Coach Jackson Davis from UNT Women’s Basketball is back—this time breaking down what really matters when it comes to building a defensive identity.
From transition stops to on-ball discipline, his latest “Start – Bench – Cut” post is a must-read for anyone serious about coaching team defense with purpose.
📲 Follow Coach Jackson on Twitter/X for daily insights on X’s & O’s, defensive concepts, and practice-ready gems to help your squad get more stops and buckets this season.
Go give him a follow! https://x.com/JacksonDavisUNT
🏀 Start – Bench – Cut (Coach Edition): Defensive Priorities
Coaches live and die by their defensive principles.
But what happens when you’re forced to prioritize?
In this Coach Edition of Start – Bench – Cut, we’re putting three essential defensive concepts head-to-head. Choose one to start, one to bench, and one to cut.
The Contenders:
Transition Defense
Closeouts
Help-side Rotation
Let’s break them down and see where each should sit in your coaching hierarchy.
🟢 START: Transition Defense
“You can’t guard what you can’t get in front of.”
Transition defense is the first thing that breaks when your team isn’t disciplined. Give up a layup or corner three off a missed shot or turnover, and it doesn’t matter what your halfcourt defense looks like — because it never got a chance.
Good transition defense isn’t just effort; it’s system-based:
Do you have clear rules for who gets back and who crashes?
Are your players communicating on matchups during live sprints?
Do you drill advantage/disadvantage scenarios to build urgency?
Why it earns the START:
Sets the tone for everything else defensively.
Prevents easy buckets.
Builds habits around sprinting, communication, and accountability.
Without it, you're always reacting. With it, you dictate.
🟡 BENCH: Closeouts
The most under-coached and over-exposed part of on-ball defense.
Closeouts are deceptively simple. But getting them right separates average defenses from elite ones.
Here’s the truth: one poor closeout often leads to multiple rotations and eventually, an open shot or foul. The mistake gets magnified.
What makes a good closeout?
Controlled speed with choppy steps on approach.
High hands without overcommitting.
Knowing when to stop the shot vs. contain the drive.
Why it earns the BENCH:
Directly influences shooting percentages and penetration.
Needs constant, focused repetition to become second nature.
Often the weakest link in a team’s chain — but easily improved with focus.
Bench this if you’re building up your defense from foundational pieces and want high return on your coaching time.
🔴 CUT: Help-side Rotation
Yes, it’s essential. But not at the expense of what comes first.
Help-side defense is often romanticized — sliding over for a big-time charge or rotating to swat a shot. But if your defense is depending on constant help, there’s a deeper issue.
Elite help-side defense is important, but it's reactive. It saves you.
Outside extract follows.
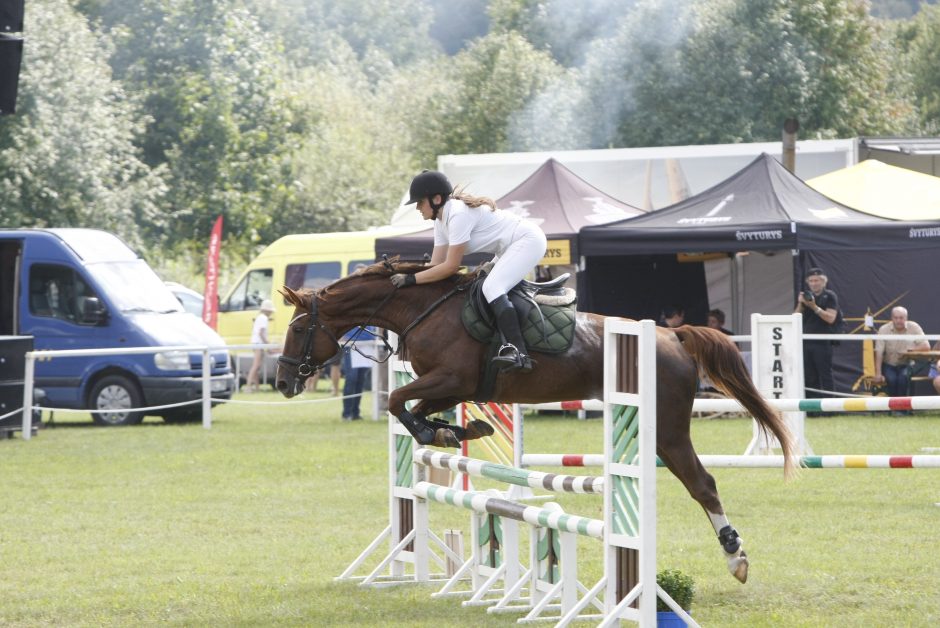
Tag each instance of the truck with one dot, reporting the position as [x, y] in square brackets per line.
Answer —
[77, 288]
[307, 260]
It doesn’t define you.
What happens when you over-prioritize help?
You lose shooters.
You give up offensive rebounds.
You teach players to rely on others to clean up their mistakes.
Why it gets the CUT (for now):
Often a cover for breakdowns elsewhere.
Complex to teach without over-helping.
Lower priority early in the season or with young teams.
Teach it, absolutely. But structure your defensive layers so you don’t need it as often.
🏁 Final Call: What’s Your Order?
Every coach’s context is different. But when you're forced to choose:
Start with Transition Defense to get organized and set the tone.
Bench Closeouts to sharpen the next most vulnerable part of your defense.
Cut Help-side Rotation—not because it’s unimportant, but because it should be your last resort.
🗣 Challenge to Coaches
What would you do?
Think about your team.
Your system.
Your competition.
Now answer:
Start – Bench – Cut: Transition Defense, Closeouts, Help-side Rotation
Use this as an conversation starter with your staff. It’s a great way to spark deeper conversations about how your team plays, what your defensive identity is, and what you need to address next.